Supreme Court Rules Police May Search Home Despite Tenant’s Objection
LOS ANGELES (CBSLA.com/AP) — The Supreme Court sided Tuesday with Los Angeles Police Department officers in a ruling that states police officers may enter and search a home without a warrant as long as one occupant consents, even if another resident has previously objected.
The ruling — based on a controversial case involving a 2009 Los Angeles Police Department search — gives the police more leeway to search homes without obtaining a warrant, even in situations where there is no emergency, the Associated Press reported.
CBS News Senior Legal Analyst Andrew Cohen said Justice Samuel Alito wrote the court’s 6-3 decision holding that an occupant may not object to a search when he is not at home.

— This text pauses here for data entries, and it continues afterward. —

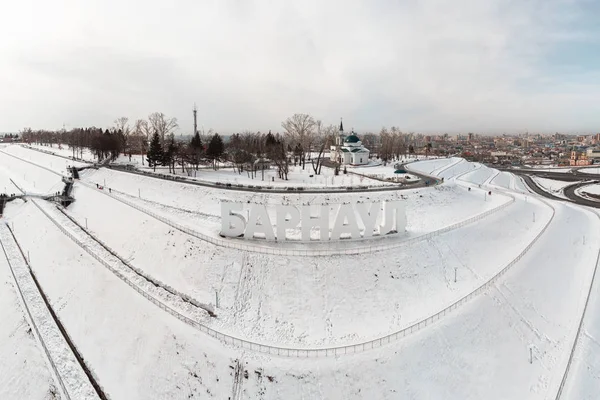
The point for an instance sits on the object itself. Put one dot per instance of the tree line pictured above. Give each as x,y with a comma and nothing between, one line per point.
303,140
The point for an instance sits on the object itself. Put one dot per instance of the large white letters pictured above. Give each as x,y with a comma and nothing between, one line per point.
309,222
345,222
303,220
368,216
232,225
283,222
259,222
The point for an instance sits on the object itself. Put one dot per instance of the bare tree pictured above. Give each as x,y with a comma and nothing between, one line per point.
300,129
141,133
324,137
162,125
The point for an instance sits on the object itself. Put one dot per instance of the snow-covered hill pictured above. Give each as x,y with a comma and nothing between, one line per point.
509,272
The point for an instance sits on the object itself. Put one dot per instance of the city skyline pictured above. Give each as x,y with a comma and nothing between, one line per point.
428,67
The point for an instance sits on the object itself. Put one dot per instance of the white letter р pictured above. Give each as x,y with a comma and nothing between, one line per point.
309,222
259,222
283,222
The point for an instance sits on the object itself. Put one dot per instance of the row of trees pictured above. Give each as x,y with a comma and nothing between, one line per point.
303,140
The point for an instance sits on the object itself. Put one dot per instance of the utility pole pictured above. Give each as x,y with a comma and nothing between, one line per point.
195,120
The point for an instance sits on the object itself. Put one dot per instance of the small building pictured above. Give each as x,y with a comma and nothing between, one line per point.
348,150
593,154
579,159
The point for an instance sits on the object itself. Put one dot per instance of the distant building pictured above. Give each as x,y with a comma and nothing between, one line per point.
593,154
348,150
579,159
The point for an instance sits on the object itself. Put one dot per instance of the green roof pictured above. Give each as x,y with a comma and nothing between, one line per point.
351,139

“The bottom line is that the court has expanded the power of the police to conduct warrantless searches of residences even when someone inside the residence refuses to consent to the search,” said Cohen.
Police found a shotgun, ammunition and a knife when they searched the Los Angeles apartment that Walter Fernandez shared with his girlfriend, Roxanne Rojas.
Fernandez told police they could not enter. But shortly after his arrest, officers returned to the apartment and persuaded Rojas to let them in.
Fernandez is serving a 14-year prison term on robbery and guns charges.